Sons Of Anarchy Review: “Faith And Despondency” (Season 7, Episode 10)


Sons Of Anarchy Review: "Faith And Despondency" (Season 7, Episode 10)

Sons of Anarchy gave fans another super-sized episode this week as the show prepares for the end, but was it really necessary?

Normally, I wouldn’t complain about the members of SAMCRO being pranced across the screen in the bare minimum, but like so much of tonight’s episode, it seemed to fall on the gratuitous side. Sure, it’s understandable that fans want to absorb as much time as possible with these characters, who over seven seasons they have become quite attached to, in a very intimate way. It makes perfect sense – from a fan perspective. However, broadcasting an episode that clocks in at almost twice the normal run-time for no other reason than to give fans a little more, hurts more than it helps.

After last week’s shocking (err, meant to be shocking) ending, Sons of Anarchy failed to capitalize on the high emotions in the wake of Bobby’s (Mark Boone Junior) execution. Besides a brief conversation about the club being “Bobby-less” and the predictable ambush, resulting in possibly the quickest retaliation to-date, it was as if the members of SAMCRO had compartmentalized their loss and moved on. What should have been a testament to the role that put Mark Boone Junior on the map, turned into another wasted opportunity.

Instead, the writers put the emphasis on the few core members still standing and their current romantic entanglements – to the point that Abel’s game changing confession was almost overshadowed. That’s right. Young and traumatized Abel Teller, so often marginalized, spilled the beans about Grandma. And then, the credits started to roll. With all of Abel’s erratic behavior as of late, it’s too early to tell how Jax (Charlie Hunnam) will take his son’s statement.
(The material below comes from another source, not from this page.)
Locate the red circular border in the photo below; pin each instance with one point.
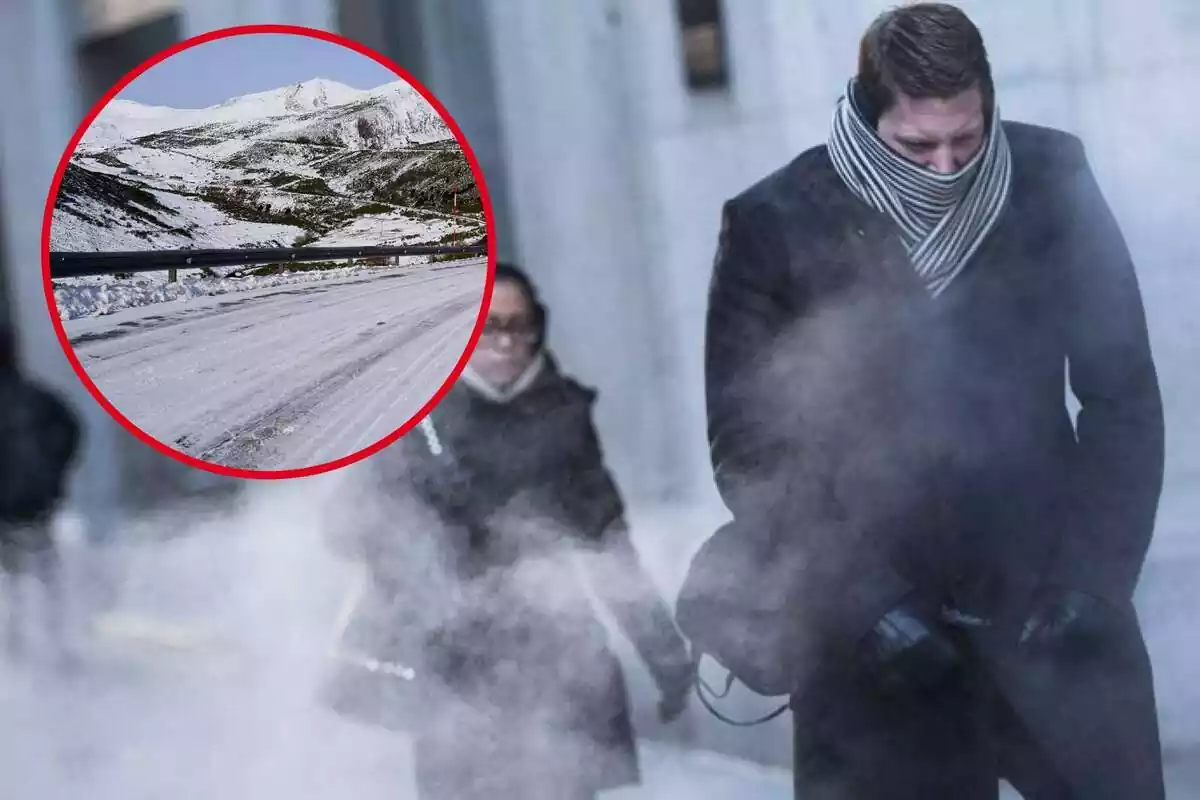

Whether or not Jax chooses to act on it or assume it’s just another side effect of the trauma from Tara’s murder will make or break Gemma’s (Katey Sagal) chances of surviving the season. Of all the characters, Gemma, who has made a habit out of making survival her prerogative, I suspect is also the least likely to run – even under the circumstances. After everything she’s been through, this is going to be her end point – good or bad.